How This Giant Laser Could Be Used To Find Evidence Of Aliens

The search for extraterrestrial life isn't limited to robots digging around in the giant sandbox we call Mars. In fact, scientists involved in SETI — the search for extraterrestrial intelligence — have been using a variety of radio telescopes for decades to look for signals of alien origin. They haven't picked up anything definitive yet, but from time to time they find something that makes them say, "Wow!" Now, according to new research published on the arXiv preprint database, scientists may have a new listening tool: gravity itself.

Many types of telescopes have been used to look for signs of alien life, from the ground-based Allen Telescope Array to the space-based James Webb Space Telescope. While these high-tech instruments differ in some pretty significant ways, they all make their observations using the electromagnet (EM) spectrum, which is a dressed-up way of saying they look at light waves. The EM spectrum encompasses all types of light waves, including not only those that can be seen by human eyes (visible light waves) but also low-frequency waves (radio waves, infrared light) and high-frequency waves (ultraviolet light, X-rays).

When very massive bodies — think neutron stars and black holes — move through space, they also make waves, not unlike ripples in a pond. Crucially, these unique waves, aptly called gravitational waves, are distinct and totally separate from the EM spectrum, meaning that traditional telescopes are completely blind to them. Luckily, we know how to build gravitational wave detectors, with a few already operating.

Bigger is better

The LIGO observatory consists of a pair of gravitational wave detectors, one in Louisiana and one in Washington. Each detector forms an L shape, where each arm is a tunnel two-and-a-half miles long. A single laser beam is split and sent down each tunnel. At each tunnel's end is a mirror, which then sends the laser back. Normally, both beams would return to the detector simultaneously. But if a gravitational wave passes while the detector is on, the path of the beams becomes distorted. Scientists use these distortions to learn about distant objects.
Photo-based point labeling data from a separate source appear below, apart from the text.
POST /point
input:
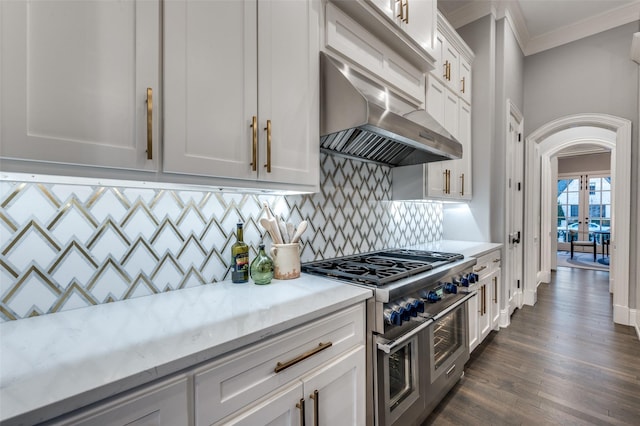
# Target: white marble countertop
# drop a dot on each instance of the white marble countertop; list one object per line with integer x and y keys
{"x": 58, "y": 362}
{"x": 467, "y": 248}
There are other gravitational wave detectors, including the Virgo in Europe and KAGRA in Japan. Unfortunately, none are advanced enough to find alien life, according to the research. NASA is working with the ESA on the space-based LISA observatory, scheduled for the 2030s. LISA will be an array of three spacecraft separated by millions of miles, as opposed to the 1,850 or so miles between the two LIGO detectors, according to NASA. LISA's spacecraft will exchange laser beams with each other to detect spacetime distortions caused by gravitational waves. But even this won't be big enough to get the job done.

If the LISA mission is a success, it will be followed by even more advanced detectors. The Big Bang Observer (BBO) is one of the proposals, while Japan is working on the DECIGO antenna of a similar magnitude. While LIGO's size is impressive, these observatories would have arm lengths hundreds or even thousands of times longer.

What's the payoff?

If the necessary detectors are two generations — and likely several decades and billions of dollars — away, the payoff better be pretty spectacular. So what exactly can we expect them to detect? According to the paper's authors, these observatories would be well suited for finding giant alien engineering projects, called megastructures.

They suggest we could look for alien structures about as massive as Jupiter and traveling at around 10% the speed of light. While Jupiter is pretty enormous, it's orders of magnitude smaller than the objects observed using gravitational waves today. And 10% the speed of light is unfathomably fast — roughly 67 million miles per hour — but it's well below the threshold of sci-fi technology. Our observational range for these types of objects would extend all the way to the Andromeda galaxy, which is pretty far out no matter how you slice it. Less massive structures, about the size of Mercury, might be detectable within 10 parsecs, which is a volume that includes more than 400 stars (via Sol Station).

If aliens are traveling around in massive, superfast spaceships, not only might we be able to detect them, but we could even potentially reverse engineer the technology, according to the paper. Of course, all of this assumes that there are aliens to detect in the first place, which isn't a given by any means. Until these observatories are operational, the best place to find evidence of life might be closer to home.